Next they should do the same with natural gas. The data on the investments of nat gas fracking make it doubtful that it will pay back even the last round of capital investment.
Remember that price paid for an asset is the primary driver of returns for the investor. Even as coal implodes, one can make money as the near term cash flow on invested dollars is high enough to offset declines.
Smoking has been in decline for decades yet cigarette companies have been phenomenal investments.
That's not strictly right. If the pool of potential buyers for these coal stock shares dries up, the price of the shares will be much lower than it otherwise would be. This makes in increasingly less attractive for these companies to raise capital for new mines or mine expansions. It even makes merging less attractive. It also makes recruiting and retaining skilled executives harder.
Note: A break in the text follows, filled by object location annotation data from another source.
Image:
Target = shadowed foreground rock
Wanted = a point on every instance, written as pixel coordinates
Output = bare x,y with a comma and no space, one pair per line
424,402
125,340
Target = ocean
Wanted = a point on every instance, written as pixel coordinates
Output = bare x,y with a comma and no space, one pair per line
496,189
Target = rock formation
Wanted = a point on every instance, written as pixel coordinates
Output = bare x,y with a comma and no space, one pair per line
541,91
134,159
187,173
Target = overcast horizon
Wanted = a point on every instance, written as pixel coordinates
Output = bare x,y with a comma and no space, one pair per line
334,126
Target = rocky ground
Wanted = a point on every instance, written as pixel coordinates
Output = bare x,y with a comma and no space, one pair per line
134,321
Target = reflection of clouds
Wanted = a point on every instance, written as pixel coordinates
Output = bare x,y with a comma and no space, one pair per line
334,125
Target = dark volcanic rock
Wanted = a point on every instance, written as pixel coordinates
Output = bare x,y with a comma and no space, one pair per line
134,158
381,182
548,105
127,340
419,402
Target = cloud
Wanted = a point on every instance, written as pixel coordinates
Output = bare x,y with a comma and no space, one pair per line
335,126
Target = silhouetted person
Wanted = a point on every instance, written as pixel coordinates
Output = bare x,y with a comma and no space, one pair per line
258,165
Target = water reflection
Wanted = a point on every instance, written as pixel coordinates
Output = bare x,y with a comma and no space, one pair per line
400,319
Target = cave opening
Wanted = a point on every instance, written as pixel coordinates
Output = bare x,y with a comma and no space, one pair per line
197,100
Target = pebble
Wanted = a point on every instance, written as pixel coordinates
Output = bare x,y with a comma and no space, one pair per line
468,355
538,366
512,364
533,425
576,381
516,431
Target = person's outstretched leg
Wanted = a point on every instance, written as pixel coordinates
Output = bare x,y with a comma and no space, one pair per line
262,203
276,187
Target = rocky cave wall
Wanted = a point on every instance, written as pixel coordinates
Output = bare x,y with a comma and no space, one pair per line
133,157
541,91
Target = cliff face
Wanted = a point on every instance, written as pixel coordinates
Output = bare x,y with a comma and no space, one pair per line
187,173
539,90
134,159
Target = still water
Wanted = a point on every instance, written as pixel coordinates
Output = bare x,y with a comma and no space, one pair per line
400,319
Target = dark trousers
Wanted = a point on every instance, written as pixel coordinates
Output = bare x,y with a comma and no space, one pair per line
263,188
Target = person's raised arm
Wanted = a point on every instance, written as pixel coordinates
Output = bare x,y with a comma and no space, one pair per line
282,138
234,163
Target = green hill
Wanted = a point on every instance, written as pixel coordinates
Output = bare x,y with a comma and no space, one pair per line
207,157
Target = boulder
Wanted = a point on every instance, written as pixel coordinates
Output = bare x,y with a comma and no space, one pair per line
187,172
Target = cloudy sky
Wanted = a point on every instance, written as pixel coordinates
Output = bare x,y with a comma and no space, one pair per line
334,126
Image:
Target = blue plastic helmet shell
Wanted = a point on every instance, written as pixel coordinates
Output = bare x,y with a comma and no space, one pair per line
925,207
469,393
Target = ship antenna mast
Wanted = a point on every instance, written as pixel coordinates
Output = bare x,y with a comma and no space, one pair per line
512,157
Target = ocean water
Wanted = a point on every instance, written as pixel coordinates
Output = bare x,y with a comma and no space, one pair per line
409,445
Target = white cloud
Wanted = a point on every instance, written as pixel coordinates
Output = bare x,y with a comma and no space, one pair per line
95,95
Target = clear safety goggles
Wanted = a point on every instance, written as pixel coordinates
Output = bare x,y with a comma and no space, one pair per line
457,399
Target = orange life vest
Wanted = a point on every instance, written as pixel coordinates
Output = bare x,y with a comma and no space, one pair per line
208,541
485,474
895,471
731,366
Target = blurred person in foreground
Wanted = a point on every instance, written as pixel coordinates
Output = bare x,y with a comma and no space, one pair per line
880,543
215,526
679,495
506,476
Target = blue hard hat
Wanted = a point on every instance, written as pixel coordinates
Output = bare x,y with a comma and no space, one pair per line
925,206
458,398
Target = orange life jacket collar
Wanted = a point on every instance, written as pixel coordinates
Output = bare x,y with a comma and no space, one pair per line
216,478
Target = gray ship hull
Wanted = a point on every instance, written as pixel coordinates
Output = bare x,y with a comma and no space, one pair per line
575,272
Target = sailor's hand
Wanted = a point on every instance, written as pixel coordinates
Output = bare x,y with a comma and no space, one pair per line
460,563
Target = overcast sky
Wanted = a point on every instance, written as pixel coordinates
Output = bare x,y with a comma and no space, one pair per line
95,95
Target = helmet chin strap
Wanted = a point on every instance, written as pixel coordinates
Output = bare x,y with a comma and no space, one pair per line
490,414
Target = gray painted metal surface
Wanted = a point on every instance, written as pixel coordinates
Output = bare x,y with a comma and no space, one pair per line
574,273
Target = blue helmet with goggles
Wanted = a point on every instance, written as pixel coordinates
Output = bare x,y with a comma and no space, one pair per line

All of this surely impacts these companies in the longer term (say 5-10 years from now)-- they are likely to be a lot smaller and to employ fewer people.
> this is one of those policies which is both environmentally friendly and makes piles of economic sense
To a broader point, this is how real change is enacted: make it matter to enough folks, usually by means of economic pressures. I.e., make bad things cost more than good things. Although obviously ham-fisted tariffs, etc. aren't very effective for a host of reasons. You gotta be more subtle than that.
I don’t think I’ve ever read a Levine article and not been impressed. The man’s a national treasure! Also, you can get his articles sent to your inbox to bypass the paywalls.
The big handicap in this for the US is a president that doesn't believe climate change exists at all. Will be interesting to see weather it will mean the US misses the boat on the next big economic development and if so who will jump into that void as a new world power. So far China doesn't look very interested in climate change either and Europe is very divided.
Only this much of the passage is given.